When it comes to learning a new skill for my job, I think repetition is still my biggest tool and also just doing it, and knowing that I am allowed a certain amount of room for error.  Most of my career has been a learning experience.  I started out doing a few data entry type tasks that was pretty easy to catch onto since the program basically tells you what it expects you to enter.  But over the 12 years I’ve worked with my current boss he and I have learned so much more together, and it has certainly not been a seamless process.  There have been lots of little and silly mistakes being made because for the most part, we’re guessing our way through it and waiting for the higher ups to tell us what they do and don’t like.  Honestly, I think that’s one of the biggest misconceptions that come from moving out of an educational environment and into a working environment. 

In school, for the most part teachers expect the same out of you, and because of that they expect you to just know exactly what to do.  If you don’t know what to do, or if you’re adjusting to a new system, there’s a lot of shame that comes with that, often in the form of a negative grade.  In the working world, most people recognize that every company, every manager, every job is going to come with it’s own expectations, and there is a certain room for error for you to figure it out or catch up.  I work for a bankruptcy attorney, but how he expects me to prepare forms is entirely different from how another attorney would expect those same forms to be filled out.  Then, regardless of which attorney you’re working for, the Trustees and the Judges are really the ones who make the rules, so even if you feel confident that you’re doing exactly what your boss (the attorney) wants you to do, there’s still a chance that a Trustee or a Judge is going to swoop in and say “Nope, you’re doing it all wrong, so you need to do it this way instead.”  Trustees and Judges come and go every handful of years so those rules and expectations can change almost daily depending on the situation.  Even after working for the same attorney, and within the same 3 counties that we’ve always worked in, for twelve years I still slip up when I’m filing something in Bay City or Detroit the way that I would file it in Flint and the Bay City or Detroit Trustee has to email me and say “I know things are done differently in Flint, but do it this way instead and we’ll accept it.”  I don’t get an F for forgetting that or reprimanded for not paying close enough attention.  It’s just human error – which I think a lot of times is missing from the educational system which results in a lot of kids just giving up on learning because they feel like they’re always going to be doing it wrong.

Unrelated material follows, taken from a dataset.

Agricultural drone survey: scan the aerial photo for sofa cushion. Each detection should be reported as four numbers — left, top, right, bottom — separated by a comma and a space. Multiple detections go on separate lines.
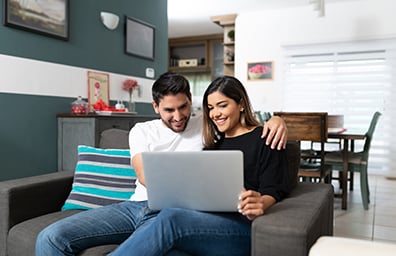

That was a bit of a tangent, but I guess my point is I think my learning style is:  repetition.  Moreso towards the kinesthetic, or “doing”, and doing it over and over and over again.  I do still sometimes take notes and keep “cheat sheets” around for things that just don’t seem to click in my brain so I an always refer to them (see also things that schools don’t tend to allow resulting in kids feeling like failures).  Sometimes certain things just don’t make sense to certain people and so maybe those people will always need a cheat sheet, and that’s okay.  At the end of the day, we are all human, and we all should be allowed certain room for error because we can’t possibly retain all the information we’ve been taught over the year, nor can we be expected to change how we’ve been doing something for years overnight and not slip up now and again.